Mistake #½ The Ninja
You won’t notice the Ninja. They blend in and are invisible. They turn up, their name is on the delegate list, you may even magically have their business card at the end, but no-one remembers the Ninja…
Tell-Tale Signs That You’re a Ninja in the Making….
- You deliberately arrive at the last minute and leave as soon as you can (mumbling your paltry excuses)
- You go to the toilet every ten minutes or so – and spend ages in there each time
- You keep going to get yourself a drink whilst avoiding eye contact with anyone
- You constantly check your phone for messages/ missed calls
- You avoid drawing attention to yourself – by standing at the edges and never saying anything
“If you don’t stand out from the crowd, then you become invisible” Seth Godin
First Steps To Ensuring People Notice You
Give yourself the goal of having just one conversation with someone at the next event. Instead of trying to join a group, look for someone who is standing on their own and is just hoping someone will come and talk to them. They’re nervous too so you already have something in common.
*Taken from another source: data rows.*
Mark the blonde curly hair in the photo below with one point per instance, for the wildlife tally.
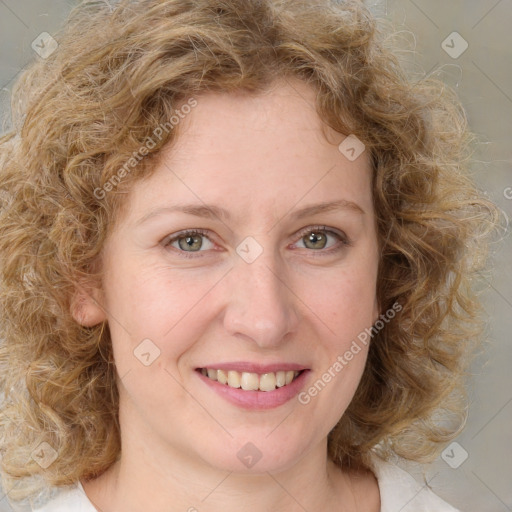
(80, 114)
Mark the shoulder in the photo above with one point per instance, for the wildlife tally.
(68, 498)
(400, 491)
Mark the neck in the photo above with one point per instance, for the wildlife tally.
(155, 478)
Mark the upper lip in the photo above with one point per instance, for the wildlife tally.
(246, 366)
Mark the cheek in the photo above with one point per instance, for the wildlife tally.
(344, 301)
(156, 303)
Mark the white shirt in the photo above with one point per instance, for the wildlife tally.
(399, 492)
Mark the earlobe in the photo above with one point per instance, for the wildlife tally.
(87, 306)
(376, 310)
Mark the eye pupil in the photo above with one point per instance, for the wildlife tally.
(316, 237)
(190, 241)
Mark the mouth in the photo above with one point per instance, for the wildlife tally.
(250, 381)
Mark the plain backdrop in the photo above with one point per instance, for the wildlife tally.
(481, 73)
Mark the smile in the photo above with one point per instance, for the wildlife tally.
(252, 390)
(249, 381)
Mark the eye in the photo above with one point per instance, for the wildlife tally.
(317, 239)
(189, 241)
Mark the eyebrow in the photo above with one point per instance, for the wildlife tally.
(211, 211)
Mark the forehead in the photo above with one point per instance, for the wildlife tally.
(255, 152)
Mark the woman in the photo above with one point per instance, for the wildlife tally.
(237, 250)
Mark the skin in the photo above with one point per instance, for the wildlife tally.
(262, 158)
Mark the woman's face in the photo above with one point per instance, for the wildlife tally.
(274, 282)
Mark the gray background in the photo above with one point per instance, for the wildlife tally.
(482, 76)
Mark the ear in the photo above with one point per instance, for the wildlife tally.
(376, 309)
(87, 305)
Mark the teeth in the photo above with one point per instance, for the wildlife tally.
(233, 379)
(222, 376)
(251, 381)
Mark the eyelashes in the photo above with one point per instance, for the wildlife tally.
(193, 238)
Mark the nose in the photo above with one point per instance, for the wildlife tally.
(261, 306)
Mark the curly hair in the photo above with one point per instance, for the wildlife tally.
(84, 111)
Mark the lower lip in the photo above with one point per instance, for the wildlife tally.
(257, 400)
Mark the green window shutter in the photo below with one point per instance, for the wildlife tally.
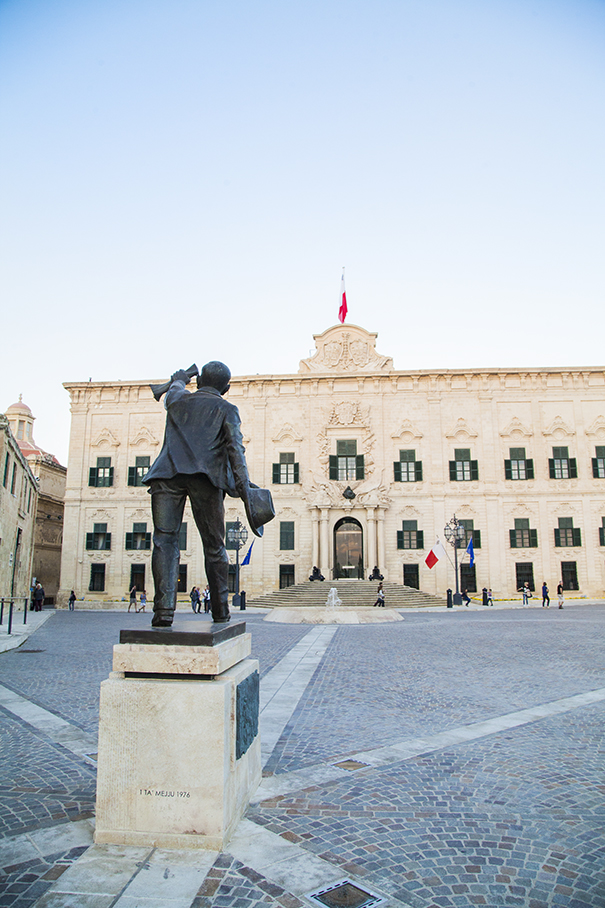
(333, 466)
(360, 470)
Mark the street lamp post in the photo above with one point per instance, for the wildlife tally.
(237, 536)
(455, 533)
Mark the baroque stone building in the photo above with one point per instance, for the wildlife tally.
(366, 463)
(50, 476)
(18, 501)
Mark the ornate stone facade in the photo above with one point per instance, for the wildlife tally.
(366, 464)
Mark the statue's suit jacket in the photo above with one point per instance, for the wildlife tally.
(202, 435)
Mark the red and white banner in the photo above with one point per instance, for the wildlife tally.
(435, 555)
(342, 312)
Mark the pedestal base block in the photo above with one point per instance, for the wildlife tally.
(178, 759)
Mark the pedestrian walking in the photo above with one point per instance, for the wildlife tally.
(38, 597)
(194, 595)
(379, 596)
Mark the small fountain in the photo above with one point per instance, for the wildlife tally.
(333, 600)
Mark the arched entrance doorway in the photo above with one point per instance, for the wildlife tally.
(348, 549)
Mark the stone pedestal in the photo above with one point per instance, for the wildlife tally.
(179, 749)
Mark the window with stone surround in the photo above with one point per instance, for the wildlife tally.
(407, 468)
(286, 472)
(462, 468)
(523, 537)
(347, 464)
(566, 535)
(518, 467)
(137, 473)
(561, 465)
(101, 476)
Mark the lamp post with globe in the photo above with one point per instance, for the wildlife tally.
(237, 535)
(455, 533)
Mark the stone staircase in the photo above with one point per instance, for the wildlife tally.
(360, 593)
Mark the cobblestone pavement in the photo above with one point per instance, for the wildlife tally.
(513, 818)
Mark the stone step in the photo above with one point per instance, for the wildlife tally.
(351, 592)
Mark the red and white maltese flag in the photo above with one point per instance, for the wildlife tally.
(342, 312)
(436, 553)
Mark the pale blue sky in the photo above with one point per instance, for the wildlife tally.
(173, 171)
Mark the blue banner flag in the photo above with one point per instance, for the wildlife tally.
(470, 551)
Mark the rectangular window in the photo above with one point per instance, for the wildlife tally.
(97, 578)
(137, 577)
(286, 576)
(99, 539)
(139, 538)
(407, 468)
(525, 574)
(598, 463)
(137, 473)
(561, 465)
(470, 533)
(566, 535)
(101, 476)
(468, 580)
(518, 467)
(569, 575)
(409, 536)
(522, 537)
(462, 468)
(286, 535)
(286, 472)
(347, 464)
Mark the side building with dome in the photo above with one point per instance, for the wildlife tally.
(367, 463)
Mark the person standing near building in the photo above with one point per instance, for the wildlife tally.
(38, 597)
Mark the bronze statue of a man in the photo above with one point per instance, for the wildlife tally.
(202, 458)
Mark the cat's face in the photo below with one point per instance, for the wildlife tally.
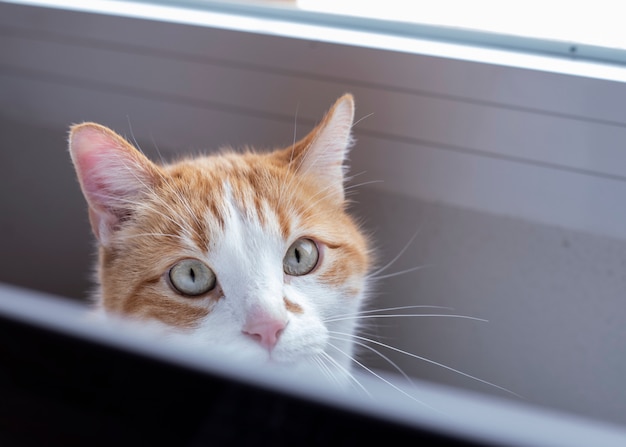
(252, 253)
Afterwards see if you can write down this information about them: their name, how they help other people, what problems they have right now and whether or not you would like to meet them to find out more.
How You Can Become Visible
- Go to the toilet and get a drink BEFORE you go networking and don’t do it again unless you absolutely NEED to
- Turn your phone off and leave it off – better still, leave it in your car
- Arrive early and take the initiative – start conversations with something as simple as “is this your first time here?”
- Be the first one on your table to speak
- Ask at least one person at every event if they would like to meet for coffee so that you can get to know each other better
Gradually get to know a few people really well, so you understand them, their business, how they help people, their ideal clients. And they know the same about you.
This is the start of a powerful network for you and your business.